Wir stehen unter Druck, uns im Leben zu verwirklichen und können schwer zur Ruhe kommen. Wir glauben, immer und überall erreichbar sein zu müssen und schalten unser Handy nicht einmal im Urlaub aus. Wir müssen in jeder Hinsicht flexibel sein und haben dabei einen gesunden Lebensrhythmus völlig aus den Augen verloren.
Nicht erst seit der Wirtschaftskrise 2008 fragen wir uns, worauf man sich überhaupt noch verlassen kann und was Bestand hat. Wir merken, dass es uns in vielen Bereichen gar nicht gut geht und dass auch das Lesen von Ratgeberbüchern oder das Besuchen von (teuren) Lebenshilfe-Seminaren uns nicht wirklich weiterhelfen kann. Was aber so nahe liegt, sehen wir hingegen nicht: noch vor ein, zwei Generationen war das Leben ein völlig anderes.
Da lohnt ein Blick zurück. Früher scheint etwas möglich gewesen zu sein, was wir heute ersehnen: ein Leben in Zufriedenheit und Gemeinschaft, ohne unnötige Hektik, dafür in angemessenem Tempo. Ein Leben, in dem man nicht alles gleichzeitig tun muss, sondern schön eines nach dem anderen, und in dem Multitasking ein Fremdwort ist, dafür Begriffe wie Feierabend, Bescheidenheit und Zufriedenheit existieren.
Das ist für die meisten eine unbekannte Welt. In Zeiten von Burnout, Depression und Stress ist es jedoch sinnvoll, etwas genauer hinzuschauen: Würde uns ein neuer Lebensstil mit altem Wissen helfen, dem Hamsterrad von Überforderung und Zeitdruck zu entkommen?

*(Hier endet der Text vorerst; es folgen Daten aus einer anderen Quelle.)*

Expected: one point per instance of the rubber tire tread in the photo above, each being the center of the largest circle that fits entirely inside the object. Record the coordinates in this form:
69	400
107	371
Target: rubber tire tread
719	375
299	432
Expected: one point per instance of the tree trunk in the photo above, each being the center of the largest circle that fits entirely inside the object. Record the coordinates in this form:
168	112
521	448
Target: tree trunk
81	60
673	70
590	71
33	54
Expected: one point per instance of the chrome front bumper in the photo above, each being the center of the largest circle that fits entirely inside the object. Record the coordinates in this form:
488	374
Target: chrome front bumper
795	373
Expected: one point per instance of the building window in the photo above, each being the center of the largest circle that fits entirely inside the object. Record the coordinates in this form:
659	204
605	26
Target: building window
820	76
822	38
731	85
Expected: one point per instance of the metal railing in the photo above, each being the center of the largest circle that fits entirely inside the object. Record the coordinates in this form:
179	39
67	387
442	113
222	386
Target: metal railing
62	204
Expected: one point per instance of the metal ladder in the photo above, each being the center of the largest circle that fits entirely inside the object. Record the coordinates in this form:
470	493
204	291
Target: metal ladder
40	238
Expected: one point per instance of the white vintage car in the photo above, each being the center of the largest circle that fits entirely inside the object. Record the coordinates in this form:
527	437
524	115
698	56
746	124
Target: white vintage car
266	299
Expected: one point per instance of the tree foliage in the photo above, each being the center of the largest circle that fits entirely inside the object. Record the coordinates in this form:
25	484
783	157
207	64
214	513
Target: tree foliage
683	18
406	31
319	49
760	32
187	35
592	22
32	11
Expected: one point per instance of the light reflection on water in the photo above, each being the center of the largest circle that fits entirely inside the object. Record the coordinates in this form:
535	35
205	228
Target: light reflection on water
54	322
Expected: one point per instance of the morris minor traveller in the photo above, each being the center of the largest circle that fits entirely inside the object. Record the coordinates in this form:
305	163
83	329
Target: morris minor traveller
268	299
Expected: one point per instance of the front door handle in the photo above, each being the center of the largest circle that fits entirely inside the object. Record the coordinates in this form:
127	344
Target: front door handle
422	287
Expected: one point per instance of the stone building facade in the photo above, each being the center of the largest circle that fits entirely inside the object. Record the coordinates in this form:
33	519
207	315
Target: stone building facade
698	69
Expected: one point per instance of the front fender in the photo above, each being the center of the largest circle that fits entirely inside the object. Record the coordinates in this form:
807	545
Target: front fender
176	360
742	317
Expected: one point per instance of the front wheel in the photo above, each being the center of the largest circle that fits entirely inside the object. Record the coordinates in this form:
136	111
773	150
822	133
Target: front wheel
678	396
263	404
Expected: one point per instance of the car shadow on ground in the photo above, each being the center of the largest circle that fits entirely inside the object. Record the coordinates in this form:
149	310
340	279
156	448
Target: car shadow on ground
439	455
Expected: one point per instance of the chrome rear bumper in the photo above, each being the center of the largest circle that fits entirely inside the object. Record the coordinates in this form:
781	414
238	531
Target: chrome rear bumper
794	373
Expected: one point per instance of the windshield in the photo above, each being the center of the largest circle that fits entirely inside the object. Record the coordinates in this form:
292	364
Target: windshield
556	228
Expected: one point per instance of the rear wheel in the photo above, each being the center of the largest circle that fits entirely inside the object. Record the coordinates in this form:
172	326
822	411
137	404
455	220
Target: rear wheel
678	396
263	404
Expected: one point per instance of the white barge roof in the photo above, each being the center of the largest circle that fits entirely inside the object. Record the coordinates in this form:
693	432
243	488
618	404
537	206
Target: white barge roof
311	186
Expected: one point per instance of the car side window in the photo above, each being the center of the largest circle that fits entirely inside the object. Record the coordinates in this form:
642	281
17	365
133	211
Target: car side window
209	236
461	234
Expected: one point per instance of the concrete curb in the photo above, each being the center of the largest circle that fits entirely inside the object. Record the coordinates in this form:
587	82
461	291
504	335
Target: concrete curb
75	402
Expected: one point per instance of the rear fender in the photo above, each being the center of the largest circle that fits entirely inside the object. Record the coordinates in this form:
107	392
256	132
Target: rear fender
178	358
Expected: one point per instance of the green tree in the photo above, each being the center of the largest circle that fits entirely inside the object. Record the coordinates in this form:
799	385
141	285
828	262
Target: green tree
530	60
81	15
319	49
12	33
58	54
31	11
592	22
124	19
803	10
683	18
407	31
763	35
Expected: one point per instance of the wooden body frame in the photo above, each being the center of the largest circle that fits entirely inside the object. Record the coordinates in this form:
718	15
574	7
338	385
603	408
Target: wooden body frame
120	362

So wie Byung-Chul Han uns heute als „Müdigkeitsgesellschaft“ bezeichnet, könnte man ganz allgemein die Gesellschaft unserer Vorfahren als „Zufriedenheitsgesellschaft“ charakterisieren. Ganz gewiss waren früher nicht alle zufrieden, genauso wenig wie heute alle müde zu sein scheinen. Dennoch sind viele von uns ausgebrannt und erschöpft, obwohl es kaum je ein solches Freizeitangebot gab. Früher scheinen die Menschen gelassener und zufriedener gewesen zu sein, obwohl sie weniger Freizeit, weniger Selbstverwirklichung und in einigen Dingen gar keine Auswahlmöglichkeit hatten.
Es steht außer Diskussion, dass manche der alten Lebensweisen bestimmt nicht zur Nachahmung geeignet sind. Ich picke mir sozusagen die Rosinen aus dem Kuchen und erinnere an jene Dinge des alten Lebens, die absolut erstrebenswert sind.

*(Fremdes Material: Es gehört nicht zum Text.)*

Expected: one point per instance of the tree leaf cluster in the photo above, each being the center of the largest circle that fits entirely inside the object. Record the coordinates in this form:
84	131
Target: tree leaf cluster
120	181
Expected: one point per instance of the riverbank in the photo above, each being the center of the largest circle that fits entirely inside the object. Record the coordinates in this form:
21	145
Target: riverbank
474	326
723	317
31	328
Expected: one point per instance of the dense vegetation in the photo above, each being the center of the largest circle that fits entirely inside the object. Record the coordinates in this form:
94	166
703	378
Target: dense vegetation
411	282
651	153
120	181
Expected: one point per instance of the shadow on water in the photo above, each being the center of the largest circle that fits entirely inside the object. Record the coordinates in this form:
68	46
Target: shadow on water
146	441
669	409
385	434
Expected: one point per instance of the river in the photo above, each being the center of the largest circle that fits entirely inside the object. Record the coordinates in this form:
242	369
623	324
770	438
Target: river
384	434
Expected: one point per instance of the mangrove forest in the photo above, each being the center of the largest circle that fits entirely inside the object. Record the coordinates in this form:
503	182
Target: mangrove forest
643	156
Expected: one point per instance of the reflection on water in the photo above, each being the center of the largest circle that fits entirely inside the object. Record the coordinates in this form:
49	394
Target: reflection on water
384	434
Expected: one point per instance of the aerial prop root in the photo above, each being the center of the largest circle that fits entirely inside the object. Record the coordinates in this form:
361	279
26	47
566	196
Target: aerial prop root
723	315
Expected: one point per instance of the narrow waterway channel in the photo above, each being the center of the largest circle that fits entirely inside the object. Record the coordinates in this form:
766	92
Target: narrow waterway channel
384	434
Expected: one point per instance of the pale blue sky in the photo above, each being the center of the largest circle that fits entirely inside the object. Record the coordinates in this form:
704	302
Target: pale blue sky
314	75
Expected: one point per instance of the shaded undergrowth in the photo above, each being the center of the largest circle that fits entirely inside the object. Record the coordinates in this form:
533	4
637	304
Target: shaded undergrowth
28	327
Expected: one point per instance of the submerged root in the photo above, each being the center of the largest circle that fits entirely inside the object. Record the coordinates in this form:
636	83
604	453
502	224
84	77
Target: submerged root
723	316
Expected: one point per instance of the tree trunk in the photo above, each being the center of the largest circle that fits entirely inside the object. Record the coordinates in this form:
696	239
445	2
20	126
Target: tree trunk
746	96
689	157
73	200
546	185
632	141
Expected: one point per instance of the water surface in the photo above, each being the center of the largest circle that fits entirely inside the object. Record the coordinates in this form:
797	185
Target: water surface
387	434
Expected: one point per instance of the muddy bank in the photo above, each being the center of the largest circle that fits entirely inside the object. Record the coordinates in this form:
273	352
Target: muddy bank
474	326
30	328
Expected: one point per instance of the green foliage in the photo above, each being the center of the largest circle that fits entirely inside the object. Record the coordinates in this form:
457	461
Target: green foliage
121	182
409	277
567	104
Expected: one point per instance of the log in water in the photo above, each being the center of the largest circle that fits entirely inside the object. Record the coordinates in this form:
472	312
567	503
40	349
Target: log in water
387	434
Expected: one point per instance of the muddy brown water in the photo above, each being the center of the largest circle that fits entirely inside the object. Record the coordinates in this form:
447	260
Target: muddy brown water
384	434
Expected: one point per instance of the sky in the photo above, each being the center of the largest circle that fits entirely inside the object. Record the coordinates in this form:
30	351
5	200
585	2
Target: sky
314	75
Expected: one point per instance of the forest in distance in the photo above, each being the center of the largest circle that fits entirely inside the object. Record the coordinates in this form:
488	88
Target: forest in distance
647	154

Es geht in diesem Buch nicht um Ratschläge, sondern um den Erfahrungsschatz unserer Vorfahren. Es geht um einen Umgang mit Zeit, der uns wohl tut, um den Wert des Innehaltens und die Kraft der Sonntagsruhe, um echtes Miteinander und auch um die Frage, wie viele Dinge man zum Leben wirklich braucht.
Dieses Buch ist eine Entdeckungsreise zu Entschleunigung und ein wenig mehr Gelassenheit. Es hätte nicht geschrieben werden können, wenn ich nicht derart viele Expertengespräche geführt hätte. Bei diesen Experten, meinen Gesprächspartnern, möchte ich mich bedanken, bei den mehr als einhundert Frauen und Männern aus Salzburg, Oberösterreich, Steiermark, Kärnten und dem Burgenland, die ihre Lebenserfahrung und ihre Weisheit mit mir geteilt haben.